A CHAMA DA ESPERANÇA:
Há dias que temos a impressão de que chegamos no fim do caminho; olhamos para frente e não deslumbramos
mais saída. Não há uma luz no fim do túnil e não há também nenhuma
possibilidade de volta. Parece que todos os nossos projetos, nossos objetivos foram levados para bem distantes e estamos sem
possibilidade de alcansá-los. Parece mesmo; que o Outono da existência fez com que secassem nossas esperanças e o vento forte do Inverno varresse das nossas mãos
todos os sonhos acalentados. A morte vem e arrebata os
afetos da nossa alma; deixando-nos o coração dilacerado. Sentimo-nos perdidos; não sabemos que rumo tomar; ficamos atônitos; sentimo-nos como uma árvore
ressecada; sem folhas; sem brilho; sem motivo para viver. É a
desesperança, de repente; como acontece com a natureza; a Primavera muda toda a
paisagem, as árvores secas enchem-se de brotos verdes e logo estão cobertas de folhas e flores. O tom acinzentado céde lugar as cores verdes
de tonalidades mil. É a esperança. Pois entes caros que nos antecederam na viagem de retorno a pátria espiritual; um dia estarão juntos aos nossos corações
saldosos num abraço de carinho e afeição. A natureza volta a sorrir. A relva verde
fica bordada de flores de variados matizes, as borboletas bailam no ar, os pássaros brindam nos com suas sinfonias harmoniosas, tudo é vida. Assim; quando a chama
da esperança reacende em nosso íntimo; nossos
sonhos desfeitos são substituídos por outros anseios; nossos objetivos modificam; o
entusiasmo nos invade a alma. Jesus o sublime Galileu; falou-nos da esperança no sermão da montanha com o suave canto das bem aventuranças; exemplificou- a nos ditos
e
feitos, em fim, toda a sua mensagem é de esperança.

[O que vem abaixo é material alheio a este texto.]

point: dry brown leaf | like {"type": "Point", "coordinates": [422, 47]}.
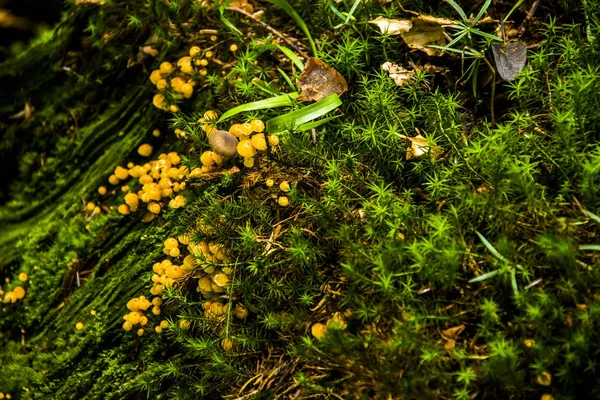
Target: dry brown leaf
{"type": "Point", "coordinates": [319, 80]}
{"type": "Point", "coordinates": [392, 26]}
{"type": "Point", "coordinates": [399, 74]}
{"type": "Point", "coordinates": [452, 333]}
{"type": "Point", "coordinates": [419, 147]}
{"type": "Point", "coordinates": [418, 32]}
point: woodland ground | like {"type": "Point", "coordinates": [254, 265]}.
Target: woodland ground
{"type": "Point", "coordinates": [443, 231]}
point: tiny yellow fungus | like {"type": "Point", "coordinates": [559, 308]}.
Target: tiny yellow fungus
{"type": "Point", "coordinates": [123, 209]}
{"type": "Point", "coordinates": [284, 186]}
{"type": "Point", "coordinates": [194, 51]}
{"type": "Point", "coordinates": [121, 173]}
{"type": "Point", "coordinates": [247, 128]}
{"type": "Point", "coordinates": [283, 201]}
{"type": "Point", "coordinates": [162, 84]}
{"type": "Point", "coordinates": [19, 292]}
{"type": "Point", "coordinates": [257, 125]}
{"type": "Point", "coordinates": [184, 324]}
{"type": "Point", "coordinates": [155, 76]}
{"type": "Point", "coordinates": [318, 330]}
{"type": "Point", "coordinates": [145, 150]}
{"type": "Point", "coordinates": [259, 142]}
{"type": "Point", "coordinates": [245, 148]}
{"type": "Point", "coordinates": [187, 90]}
{"type": "Point", "coordinates": [171, 243]}
{"type": "Point", "coordinates": [211, 115]}
{"type": "Point", "coordinates": [166, 68]}
{"type": "Point", "coordinates": [133, 304]}
{"type": "Point", "coordinates": [159, 101]}
{"type": "Point", "coordinates": [154, 208]}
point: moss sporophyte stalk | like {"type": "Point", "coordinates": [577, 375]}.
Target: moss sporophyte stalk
{"type": "Point", "coordinates": [300, 199]}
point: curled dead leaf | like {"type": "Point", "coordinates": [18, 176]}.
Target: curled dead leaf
{"type": "Point", "coordinates": [319, 80]}
{"type": "Point", "coordinates": [398, 73]}
{"type": "Point", "coordinates": [419, 32]}
{"type": "Point", "coordinates": [419, 147]}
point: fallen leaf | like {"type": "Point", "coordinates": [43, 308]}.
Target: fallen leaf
{"type": "Point", "coordinates": [392, 26]}
{"type": "Point", "coordinates": [452, 333]}
{"type": "Point", "coordinates": [419, 147]}
{"type": "Point", "coordinates": [319, 80]}
{"type": "Point", "coordinates": [510, 59]}
{"type": "Point", "coordinates": [426, 31]}
{"type": "Point", "coordinates": [399, 74]}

Se formos visitados por qualquer
dissabor e o desespero nos tomar de assalto; busquemos o nosso amigo maior; Jesus,
através da oração. Predispondo-nos pelas preces a ajuda chegará certamente como
suave bálsamo a penetrar nas fibras íntimas do nosso ser, dando-nos alento e tranquilidade. Se a desesperança
cercar-se de nós, lembremos do amigo Celeste a nos dizer: Meu fardo é leve, meu julgo é suave.

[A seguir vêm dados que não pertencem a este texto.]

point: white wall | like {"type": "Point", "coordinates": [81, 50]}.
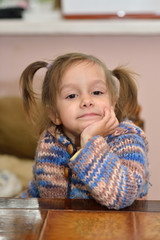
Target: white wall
{"type": "Point", "coordinates": [141, 53]}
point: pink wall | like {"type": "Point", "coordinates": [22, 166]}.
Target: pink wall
{"type": "Point", "coordinates": [140, 53]}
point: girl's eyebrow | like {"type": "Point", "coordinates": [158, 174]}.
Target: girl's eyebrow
{"type": "Point", "coordinates": [65, 86]}
{"type": "Point", "coordinates": [72, 85]}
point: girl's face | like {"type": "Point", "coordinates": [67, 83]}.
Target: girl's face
{"type": "Point", "coordinates": [82, 98]}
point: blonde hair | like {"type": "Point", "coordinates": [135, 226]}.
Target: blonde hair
{"type": "Point", "coordinates": [120, 82]}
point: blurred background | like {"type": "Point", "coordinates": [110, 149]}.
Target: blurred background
{"type": "Point", "coordinates": [117, 32]}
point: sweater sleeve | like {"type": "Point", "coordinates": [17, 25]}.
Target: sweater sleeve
{"type": "Point", "coordinates": [115, 174]}
{"type": "Point", "coordinates": [32, 189]}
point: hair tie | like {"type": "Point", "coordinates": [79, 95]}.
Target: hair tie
{"type": "Point", "coordinates": [48, 65]}
{"type": "Point", "coordinates": [117, 85]}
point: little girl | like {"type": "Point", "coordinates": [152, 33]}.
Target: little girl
{"type": "Point", "coordinates": [87, 147]}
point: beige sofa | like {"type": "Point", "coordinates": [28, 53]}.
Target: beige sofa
{"type": "Point", "coordinates": [17, 140]}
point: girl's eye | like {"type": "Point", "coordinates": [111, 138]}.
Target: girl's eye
{"type": "Point", "coordinates": [71, 96]}
{"type": "Point", "coordinates": [97, 93]}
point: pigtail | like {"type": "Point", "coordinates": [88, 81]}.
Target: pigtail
{"type": "Point", "coordinates": [127, 102]}
{"type": "Point", "coordinates": [26, 84]}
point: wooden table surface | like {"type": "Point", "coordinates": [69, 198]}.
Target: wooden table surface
{"type": "Point", "coordinates": [66, 219]}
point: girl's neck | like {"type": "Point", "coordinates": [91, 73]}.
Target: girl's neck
{"type": "Point", "coordinates": [75, 139]}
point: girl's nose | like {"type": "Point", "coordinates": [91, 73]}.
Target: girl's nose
{"type": "Point", "coordinates": [87, 101]}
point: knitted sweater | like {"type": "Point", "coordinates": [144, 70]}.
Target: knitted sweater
{"type": "Point", "coordinates": [112, 170]}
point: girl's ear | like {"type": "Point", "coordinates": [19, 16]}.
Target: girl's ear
{"type": "Point", "coordinates": [53, 116]}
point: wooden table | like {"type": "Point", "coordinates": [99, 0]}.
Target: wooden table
{"type": "Point", "coordinates": [46, 219]}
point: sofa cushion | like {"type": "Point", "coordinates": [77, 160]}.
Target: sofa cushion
{"type": "Point", "coordinates": [17, 134]}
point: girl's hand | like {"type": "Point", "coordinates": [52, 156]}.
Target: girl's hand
{"type": "Point", "coordinates": [103, 127]}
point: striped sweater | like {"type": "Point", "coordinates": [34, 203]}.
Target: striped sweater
{"type": "Point", "coordinates": [112, 170]}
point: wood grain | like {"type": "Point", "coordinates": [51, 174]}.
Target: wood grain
{"type": "Point", "coordinates": [68, 225]}
{"type": "Point", "coordinates": [148, 226]}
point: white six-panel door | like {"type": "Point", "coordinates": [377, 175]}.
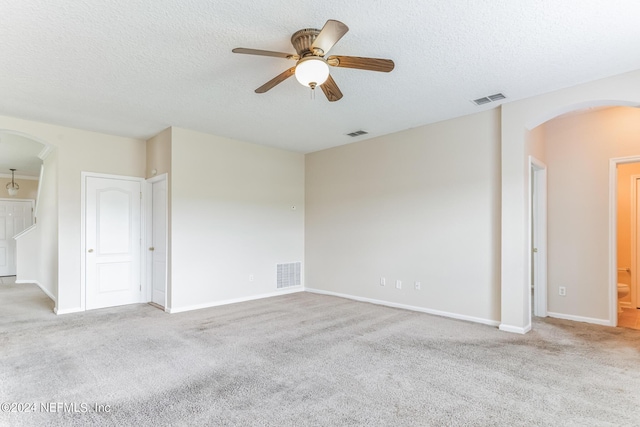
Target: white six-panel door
{"type": "Point", "coordinates": [112, 242]}
{"type": "Point", "coordinates": [15, 216]}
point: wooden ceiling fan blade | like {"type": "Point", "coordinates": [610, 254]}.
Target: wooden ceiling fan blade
{"type": "Point", "coordinates": [331, 90]}
{"type": "Point", "coordinates": [276, 80]}
{"type": "Point", "coordinates": [371, 64]}
{"type": "Point", "coordinates": [329, 35]}
{"type": "Point", "coordinates": [265, 53]}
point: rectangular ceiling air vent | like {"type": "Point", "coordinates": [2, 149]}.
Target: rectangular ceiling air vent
{"type": "Point", "coordinates": [488, 99]}
{"type": "Point", "coordinates": [357, 133]}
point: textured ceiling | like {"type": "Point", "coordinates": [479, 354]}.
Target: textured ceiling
{"type": "Point", "coordinates": [135, 67]}
{"type": "Point", "coordinates": [19, 153]}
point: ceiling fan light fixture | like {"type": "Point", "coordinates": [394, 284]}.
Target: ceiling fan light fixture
{"type": "Point", "coordinates": [12, 187]}
{"type": "Point", "coordinates": [312, 71]}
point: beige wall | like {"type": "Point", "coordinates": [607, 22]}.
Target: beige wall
{"type": "Point", "coordinates": [578, 148]}
{"type": "Point", "coordinates": [78, 151]}
{"type": "Point", "coordinates": [159, 154]}
{"type": "Point", "coordinates": [419, 205]}
{"type": "Point", "coordinates": [231, 218]}
{"type": "Point", "coordinates": [625, 197]}
{"type": "Point", "coordinates": [518, 117]}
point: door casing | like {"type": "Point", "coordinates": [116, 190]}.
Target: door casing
{"type": "Point", "coordinates": [83, 218]}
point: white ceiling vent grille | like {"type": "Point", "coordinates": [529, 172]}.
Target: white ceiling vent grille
{"type": "Point", "coordinates": [357, 133]}
{"type": "Point", "coordinates": [488, 99]}
{"type": "Point", "coordinates": [288, 275]}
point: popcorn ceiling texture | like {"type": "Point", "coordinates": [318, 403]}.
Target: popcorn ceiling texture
{"type": "Point", "coordinates": [135, 67]}
{"type": "Point", "coordinates": [308, 360]}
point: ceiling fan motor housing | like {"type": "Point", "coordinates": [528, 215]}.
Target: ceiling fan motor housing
{"type": "Point", "coordinates": [303, 39]}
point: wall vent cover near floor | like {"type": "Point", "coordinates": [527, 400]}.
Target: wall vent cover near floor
{"type": "Point", "coordinates": [288, 275]}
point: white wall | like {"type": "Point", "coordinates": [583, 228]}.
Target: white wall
{"type": "Point", "coordinates": [578, 148]}
{"type": "Point", "coordinates": [419, 205]}
{"type": "Point", "coordinates": [231, 217]}
{"type": "Point", "coordinates": [77, 151]}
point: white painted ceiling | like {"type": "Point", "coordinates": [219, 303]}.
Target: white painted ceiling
{"type": "Point", "coordinates": [21, 154]}
{"type": "Point", "coordinates": [136, 67]}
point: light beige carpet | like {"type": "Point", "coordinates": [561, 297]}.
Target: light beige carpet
{"type": "Point", "coordinates": [307, 360]}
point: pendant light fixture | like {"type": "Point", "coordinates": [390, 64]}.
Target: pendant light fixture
{"type": "Point", "coordinates": [12, 187]}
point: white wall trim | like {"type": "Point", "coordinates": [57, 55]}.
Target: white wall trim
{"type": "Point", "coordinates": [292, 290]}
{"type": "Point", "coordinates": [23, 177]}
{"type": "Point", "coordinates": [407, 307]}
{"type": "Point", "coordinates": [68, 310]}
{"type": "Point", "coordinates": [603, 322]}
{"type": "Point", "coordinates": [35, 282]}
{"type": "Point", "coordinates": [613, 236]}
{"type": "Point", "coordinates": [515, 329]}
{"type": "Point", "coordinates": [25, 231]}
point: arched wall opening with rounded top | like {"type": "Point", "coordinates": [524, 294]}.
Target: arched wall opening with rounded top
{"type": "Point", "coordinates": [519, 122]}
{"type": "Point", "coordinates": [36, 248]}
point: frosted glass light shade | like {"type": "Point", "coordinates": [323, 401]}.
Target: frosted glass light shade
{"type": "Point", "coordinates": [312, 71]}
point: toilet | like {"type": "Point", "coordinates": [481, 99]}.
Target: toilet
{"type": "Point", "coordinates": [623, 291]}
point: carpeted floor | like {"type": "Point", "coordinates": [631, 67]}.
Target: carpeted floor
{"type": "Point", "coordinates": [306, 360]}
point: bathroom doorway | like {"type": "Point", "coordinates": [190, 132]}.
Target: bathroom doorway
{"type": "Point", "coordinates": [627, 242]}
{"type": "Point", "coordinates": [538, 229]}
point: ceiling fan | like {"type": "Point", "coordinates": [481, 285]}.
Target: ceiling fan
{"type": "Point", "coordinates": [312, 67]}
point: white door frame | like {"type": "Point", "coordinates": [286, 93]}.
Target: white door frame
{"type": "Point", "coordinates": [538, 225]}
{"type": "Point", "coordinates": [148, 238]}
{"type": "Point", "coordinates": [613, 234]}
{"type": "Point", "coordinates": [83, 248]}
{"type": "Point", "coordinates": [635, 253]}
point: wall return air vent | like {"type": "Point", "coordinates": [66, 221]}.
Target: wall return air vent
{"type": "Point", "coordinates": [488, 99]}
{"type": "Point", "coordinates": [288, 275]}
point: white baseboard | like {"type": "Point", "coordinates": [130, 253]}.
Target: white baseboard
{"type": "Point", "coordinates": [68, 310]}
{"type": "Point", "coordinates": [407, 307]}
{"type": "Point", "coordinates": [515, 329]}
{"type": "Point", "coordinates": [292, 290]}
{"type": "Point", "coordinates": [46, 291]}
{"type": "Point", "coordinates": [603, 322]}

Se seu julgo é suave; por que não o aceitamos? Se o seu fardo é leve; por que não o conduzimos? Consideremos que o rigor do Inverno pode ser o resultado da nossa
falta de cuidado; submetendo-nos ao julgo da
mentira, da ambição desmedida, do pessimismo, das queixas sem fim ou
talvez a desesperança resulte da nossa própria insensatez; carregando o pesado fardo dos prazeres inferiores: Do orgulho, do egoísmo, da ganância, dos
vícios de toda a ordem e de tantos outros fardos inúteis que nos sobrecarregam os ombros,
destroçando-nos as forças e dessa forma; em qualquer circunstância; deixemos que a esperança nos invada a alma conscientes em
Deus que sempre nos dá oportunidades novas para refazermos caminhos, buscando a nossa redenção. A esperança deve ser uma constante em nossas vidas, esperança de
melhores dias, esperança de realizações superiores, esperança de paz.